Wednesday, April 14, 2010

Key Fed, Treasury Actions Shrouded in Government Secrecy

Some crucial financial functions by the Treasury and Federal Reserve reportedly have been shrouded in secrecy by the U.S. government.

The prices of gold and silver have been allegedly suppressed by the Fed through JPMorgan Chase and HSBC, according to a London whistleblower.

Meanwhile, an analysis by a primary dealer in the U.S. Treasuries market shows that domestic banks could account for a large increase in direct bidders for government debt.

The reports come in the wake of economist Robert Reich's claim that the secretiveness of the Federal Reserve means it has no place in a democracy.

"The Fed is not part of the legislative branch," Reich recently wrote in his blog. "Its secret deals … violate the democratic process, if not the Constitution itself."

JPMorgan Chase and HSBC, which do the Federal Reserve's bidding in the precious-metals markets, reportedly have long been the government's lead actors in keeping down the prices of gold and silver.

Andrew Maguire explained to the New York Post JPMorgan's role in the metals pits in both London and here, and how they can generate a profit either way the market moves.

"JPMorgan acts as an agent for the Federal Reserve; they act to halt the rise of gold and silver against the U.S. dollar. JPMorgan is insulated from potential losses [on their short positions] by the Fed and/or the US taxpayer," Maguire, a 40-year veteran of the metal pits, told the Post.

"HSBC conducts an ongoing manipulative concentrated naked short position in gold. Silver is much easier to manipulate due to its much smaller [market] size," said Maguire, a former Goldman Sachs trader working at the London Bullion Market Association.

Maguire was scheduled to testify last week before the Commodities Futures Trade Commission, which is looking into the activities of large banks in the metals market, but was knocked off the list at the last moment.

However, "No one at JPMorgan is familiar with Andrew Maguire," said Brian Marchiony, a company spokesman.

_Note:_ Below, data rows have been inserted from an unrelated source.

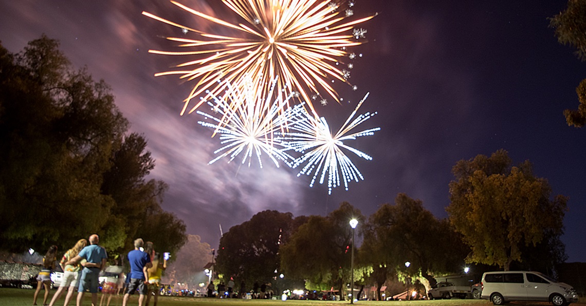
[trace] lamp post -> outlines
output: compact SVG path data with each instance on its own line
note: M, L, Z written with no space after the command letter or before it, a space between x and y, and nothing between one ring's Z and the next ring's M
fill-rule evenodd
M411 263L409 262L405 262L405 267L408 268L409 266L411 266ZM407 269L406 269L406 270L407 270ZM409 295L409 277L410 277L410 276L409 276L408 271L407 271L407 281L406 281L406 283L407 283L407 296L405 297L405 300L411 300L411 296Z
M352 259L350 259L350 304L354 304L354 238L355 236L355 232L356 228L356 225L358 225L358 220L356 219L352 219L350 221L350 226L352 228Z

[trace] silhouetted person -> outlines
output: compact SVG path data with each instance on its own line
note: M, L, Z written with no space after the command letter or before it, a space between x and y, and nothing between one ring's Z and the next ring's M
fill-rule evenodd
M83 294L86 290L90 290L91 294L91 304L97 306L98 304L98 286L100 284L98 276L100 271L106 266L106 259L108 254L105 249L98 245L100 238L94 234L90 236L90 245L84 247L76 257L65 263L66 265L74 264L81 259L85 259L82 262L83 269L81 270L81 276L79 281L79 288L77 288L77 306L80 306Z

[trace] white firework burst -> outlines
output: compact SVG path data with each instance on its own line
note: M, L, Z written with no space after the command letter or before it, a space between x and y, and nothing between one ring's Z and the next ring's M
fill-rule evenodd
M229 157L228 162L230 163L242 153L242 163L247 160L250 167L254 154L262 168L261 156L263 152L277 167L279 160L285 163L293 160L294 158L280 147L281 146L280 142L273 136L287 123L286 118L295 116L295 113L301 111L302 108L289 108L282 111L283 106L289 103L293 94L285 99L277 98L271 103L270 99L273 96L277 83L276 77L272 80L267 97L261 97L260 91L254 90L254 82L251 80L246 82L246 86L236 88L229 81L224 81L225 94L221 97L212 94L212 100L207 101L213 115L197 111L199 115L213 121L199 121L197 123L214 129L214 135L220 134L220 143L224 145L214 152L214 154L219 155L210 161L209 164L223 157Z
M342 149L366 160L372 160L369 155L343 142L363 136L372 135L374 132L380 129L380 128L374 128L350 133L352 129L376 114L376 112L367 112L354 118L368 95L367 93L358 103L354 111L335 134L332 134L325 118L313 117L306 111L295 113L294 116L288 119L291 121L290 124L288 125L289 132L277 134L277 138L280 143L288 147L285 150L294 150L303 154L289 166L295 169L304 164L297 176L312 173L314 176L309 183L310 187L313 187L318 176L319 183L323 184L327 174L328 193L331 194L332 188L340 185L340 180L343 182L346 190L347 190L348 183L350 181L358 182L359 179L364 180L362 173Z

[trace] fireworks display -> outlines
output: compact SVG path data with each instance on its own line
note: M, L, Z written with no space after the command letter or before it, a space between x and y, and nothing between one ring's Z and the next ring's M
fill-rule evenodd
M285 123L285 118L292 118L291 112L298 111L299 108L279 112L292 95L285 99L278 98L270 103L269 99L273 96L277 80L275 77L271 81L267 97L261 96L260 92L255 90L255 84L250 78L246 78L246 85L241 88L233 87L229 81L224 81L222 85L226 90L225 94L217 97L212 94L212 101L207 102L211 106L211 112L197 111L197 114L214 122L197 123L214 129L214 133L220 135L220 143L224 145L214 152L219 155L210 161L210 164L227 156L229 156L229 162L231 161L243 151L242 163L248 160L249 167L254 154L260 167L263 167L261 159L263 152L266 153L277 167L279 160L282 161L293 160L292 157L278 147L280 143L275 142L273 136Z
M189 51L149 51L190 57L177 66L185 70L156 75L179 74L196 82L181 114L195 111L204 118L197 123L213 129L212 137L219 135L221 146L210 164L222 159L230 163L240 156L242 164L247 161L250 167L256 160L262 168L263 156L266 156L277 167L281 163L300 167L297 176L313 174L311 187L318 178L322 184L327 178L329 194L342 184L348 190L350 181L364 180L345 152L368 160L372 158L345 142L380 129L352 132L376 114L356 116L369 94L335 133L325 118L318 115L312 101L326 106L326 97L342 100L331 84L336 80L349 84L349 70L354 64L342 61L356 58L346 49L360 44L358 40L367 33L353 26L373 16L343 21L354 11L339 9L340 5L331 0L222 0L246 22L233 24L171 2L234 32L233 35L206 33L142 12L180 27L184 35L198 37L167 37L182 43L180 47ZM353 5L353 1L348 2L349 8ZM339 64L343 68L338 68ZM196 97L199 101L192 103ZM209 109L198 109L202 105Z
M231 36L205 33L142 12L156 20L193 32L199 37L197 39L168 37L182 43L180 46L189 48L189 51L149 50L152 53L190 57L189 61L177 66L188 69L156 74L180 74L182 78L196 81L185 99L182 115L187 111L190 101L199 95L207 94L206 98L218 95L222 91L219 80L226 80L232 86L241 87L245 85L242 82L244 75L261 80L255 82L258 86L255 90L262 92L263 96L270 90L271 80L278 75L275 92L287 96L292 92L290 88L295 88L314 115L316 114L309 98L310 95L325 91L339 101L331 81L348 83L349 72L339 69L337 64L353 59L346 48L360 44L357 39L364 37L365 31L354 29L353 26L373 16L344 22L353 12L339 10L339 5L331 1L222 2L246 23L233 24L171 1L195 16L230 29L234 32ZM351 3L353 6L353 2ZM346 64L346 67L349 66ZM195 111L206 98L196 103L188 112Z
M303 153L290 166L297 168L305 164L297 176L313 173L314 177L309 186L313 187L318 176L319 176L319 183L323 184L327 174L328 190L330 194L333 188L340 185L340 180L343 181L344 187L347 190L348 183L350 181L358 182L359 178L364 180L360 171L342 149L345 149L364 159L372 160L372 157L368 154L343 143L358 137L372 135L374 132L380 129L380 128L375 128L350 133L359 125L376 114L376 112L367 112L354 118L368 95L369 94L366 94L346 122L333 135L330 131L325 118L316 119L306 112L304 114L303 111L292 114L295 116L289 118L291 132L283 133L278 139L286 149L292 149Z

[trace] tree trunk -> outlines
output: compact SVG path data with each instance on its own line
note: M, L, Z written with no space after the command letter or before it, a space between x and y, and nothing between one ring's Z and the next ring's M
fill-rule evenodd
M377 287L376 287L376 300L377 301L380 301L381 300L380 288L382 288L382 287L383 287L383 284L377 284Z

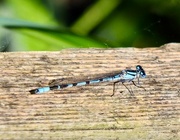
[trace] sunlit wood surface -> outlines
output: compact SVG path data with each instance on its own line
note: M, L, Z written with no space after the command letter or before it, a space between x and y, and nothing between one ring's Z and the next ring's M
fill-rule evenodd
M147 78L140 79L146 91L126 83L134 95L119 84L111 97L112 83L29 93L53 79L88 79L136 65ZM0 139L179 138L180 44L0 53Z

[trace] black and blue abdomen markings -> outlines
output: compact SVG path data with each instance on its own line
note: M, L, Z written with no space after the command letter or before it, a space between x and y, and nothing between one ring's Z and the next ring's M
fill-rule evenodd
M120 80L120 78L121 78L121 74L118 74L115 76L109 76L109 77L99 78L99 79L94 79L94 80L89 80L89 81L41 87L41 88L37 88L34 90L30 90L30 93L31 94L42 94L42 93L48 92L50 90L63 89L63 88L69 88L69 87L74 87L74 86L84 86L84 85L96 84L96 83L100 83L100 82L117 81L117 80Z

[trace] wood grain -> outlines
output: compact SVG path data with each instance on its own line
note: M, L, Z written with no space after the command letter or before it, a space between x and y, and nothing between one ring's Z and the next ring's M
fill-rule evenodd
M31 95L58 78L142 65L134 96L112 83ZM0 53L0 139L179 140L180 44L160 48Z

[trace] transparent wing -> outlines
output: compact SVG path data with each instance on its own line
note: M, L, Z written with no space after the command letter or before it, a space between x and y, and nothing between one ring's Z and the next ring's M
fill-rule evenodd
M87 76L77 76L77 77L68 77L68 78L57 78L53 79L49 82L49 85L59 85L59 84L70 84L70 83L77 83L83 81L89 81L94 79L101 79L105 77L111 77L117 74L123 74L122 71L113 71L110 73L101 73L101 74L94 74L94 75L87 75Z

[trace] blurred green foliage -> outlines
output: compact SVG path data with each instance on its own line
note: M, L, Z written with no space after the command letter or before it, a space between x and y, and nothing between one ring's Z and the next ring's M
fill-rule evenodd
M179 42L179 12L179 0L1 0L0 51Z

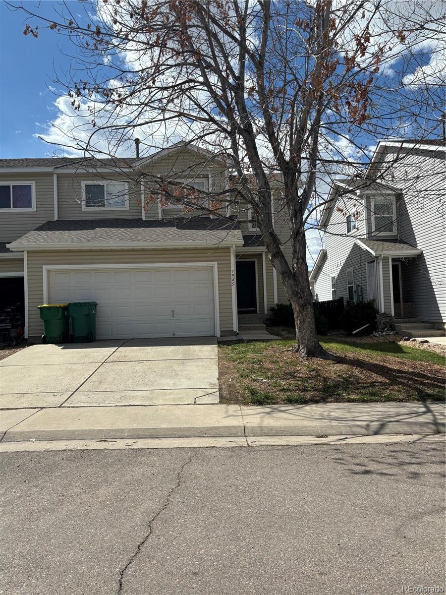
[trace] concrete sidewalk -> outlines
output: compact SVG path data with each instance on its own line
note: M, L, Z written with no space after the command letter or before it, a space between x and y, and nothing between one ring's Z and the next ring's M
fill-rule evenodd
M252 436L433 434L441 403L52 407L0 411L4 441Z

HSBC declined to comment.

Meanwhile, domestic banks could account for a large increase in direct bidders for government debt, Reuters reported.

The presence of direct bidders, one of three main categories of participants at Treasury auctions, has increased during recent auctions of securities.

Primary dealers, the banks and investment firms authorized to deal directly with the government and help the Federal Reserve carry out monetary policy, have fretted over the unpredictability of the direct bid, as well as the paucity of information on the identity of the bidders.

A report from Nomura Securities analyzing the Treasury Department's investor allotments and auction data theorizes that domestic banks account for part of the increase in direct bidders.

"With banks still reluctant to lend and the saving rate on the rise, bank assets have been shifting from loans to securities, benefiting from the steep curve," wrote George Goncalves, a fixed income strategist at Nomura.

Treasury data show banks increased their purchases of longer-dated Treasuries just as the percentage of direct bidders began to increase.

The department, which is aware of the identities of bidders but doesn't disseminate the information, welcomes the added participation in auctions as the government continues to issue new debt at a breakneck pace.

"At the March 10-year (note) auction, banks purchased $2.6 billion 10s (the highest on record)," Goncalves wrote. "Meanwhile banks purchased over $3 billion in (30-year bonds) in March too. This is noteworthy as in the past banks rarely went beyond the five-year point in this sort of size."

Nomura's analysis follows a hypothesis by Barclays Capital earlier this year that an increase in the direct bid was driven mainly by domestic money managers and mutual funds attempting to keep their purchases secret from the rest of Wall Street

For his part, Reich says that “Thomas Jefferson put a stop to Alexander Hamilton’s idea of a powerful central bank out of fear it would be unaccountable to the public. The Fed has just proven Jefferson’s point.”

As long as it's merely setting interest rates, Fed secrecy and political independence can be justified, says Reich, who served in three national administrations and was a secretary of labor under President Bill Clinton.

But once it departs from that role and begins putting billions of dollars of taxpayer money at risk — choosing winners and losers in the capitalist system — its legitimacy is questionable, says Reich, now a professor of public policy at the University of California at Berkeley.

The Fed now admits it bailed out Bear Stearns — taking on tens of billions of dollars of the bank's bad loans — in order to smooth Bear Stearns' takeover by JPMorgan Chase, Reich notes.

“The secret Fed bailout came months before Congress authorized the government to spend up to $700 billion of taxpayer dollars bailing out the banks, even months before Lehman Brothers collapsed,” he points out.

“The Fed also took on billions of dollars worth of AIG securities, also before the official government-sanctioned bailout.”